The deputy shook his head. “I think not. It looks more like the effect of some dreadful shock.”

“Have you seen them?”

“Yes. They’re both delirious, or close to it. The mother keeps asking, ‘Who brought you back, daughter?’ And the daughter keeps saying, ‘My brother Kostandin.’”

“Is that what she says: Kostandin? But, good God, he died three years ago, he and all his brothers …”

“According to the local women now gathered at their bedsides, that is just what the mother told her. But the girl insists that she arrived with him last night, just after midnight.”

“How odd,” said Stres, all the while thinking how ghastly.

They stared at each other in silence until Stres, shivering, remembered that he was not dressed.

“Wait for me,” he said, and went back in.

From inside came his wife’s drowsy “What is it?” and the inaudible words of his reply. Soon he came out again, wearing the regional captain’s uniform that made him look even taller and thinner.

“Let’s go see them,” he said.

They set out in silence. A handful of white rose petals fallen at someone’s door reminded Stres somehow of a brief scene from the dream that had slipped so strangely into his fitful sleep.

“Quite extraordinary,” he said.

“It beggars belief,” replied his deputy, raising the stakes.

“To tell you the truth, I was tempted not to believe it at first.”

“So I noticed. It’s unbelievable, isn’t it. Very mysterious.”

“Worse than that,” Stres said. “The more I think about it, the more inconceivable it seems.”

“The main thing is to find out how Doruntine got back,” said the deputy.

“And then?”

“The case will be solved if we can find out who accompanied her, or rather, if we can uncover the circumstances of her arrival.”

“Who accompanied her,” Stres repeated. “Yes, who and how … Obviously she is not telling the truth.”

“I asked her three times how she got here, but she offered no explanation.
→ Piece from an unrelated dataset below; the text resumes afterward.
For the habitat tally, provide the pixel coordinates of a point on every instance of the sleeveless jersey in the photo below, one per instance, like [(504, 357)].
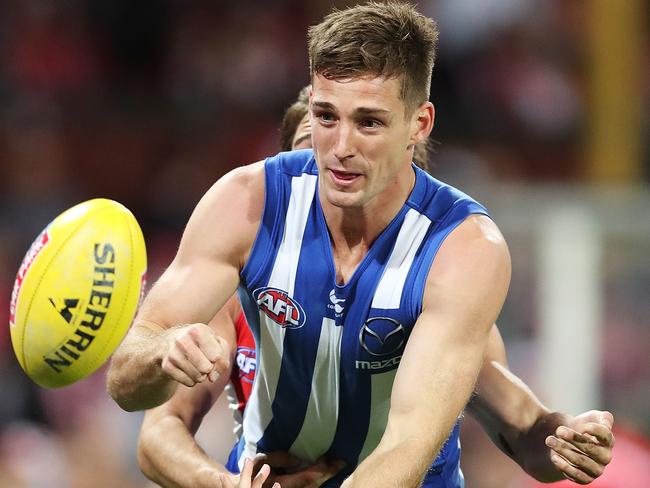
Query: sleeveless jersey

She was hiding something.”

“Did she know that all her brothers, including Kostandin, were dead?” Stres asked.

“I don’t know. I don’t think so.”

“It’s possible she didn’t know,” Stres said. “She married so far away …” To his surprise his jaw suddenly felt as heavy as lead, making it difficult for him to speak. What’s wrong with me? he wondered. He could feel a heaviness in his lungs too, as if they had filled with coal dust.

He pressed forward, and the exercise helped to clear his dulled mind.

“What was I saying? Oh, yes … She married so far abroad that she’s not been able to return home since her wedding. As far as I know this is the first time she’s been back.”

“She can’t have known about the death of her nine brothers or she would have come then,” said the deputy. “The dowager complained often enough about her daughter not being at her side during those grief-stricken days.”

“The forests of Bohemia where she lives lie at least two weeks’ journey from here, if not more,” Stres observed.

“Yes, if not more,” repeated his deputy. “Almost at the heart of Europe.”

As they walked, Stres noticed more white rose petals strewn along the path, as if some invisible hand had scattered them during the night. Fleetingly he recalled seeing them somewhere before. But he couldn’t really remember his dream. He also had a faint pain in his forehead. At the exact spot where his dream must have entered last night, he thought, before exiting the same way later on, towards dawn perhaps, irritating the wound it had already made.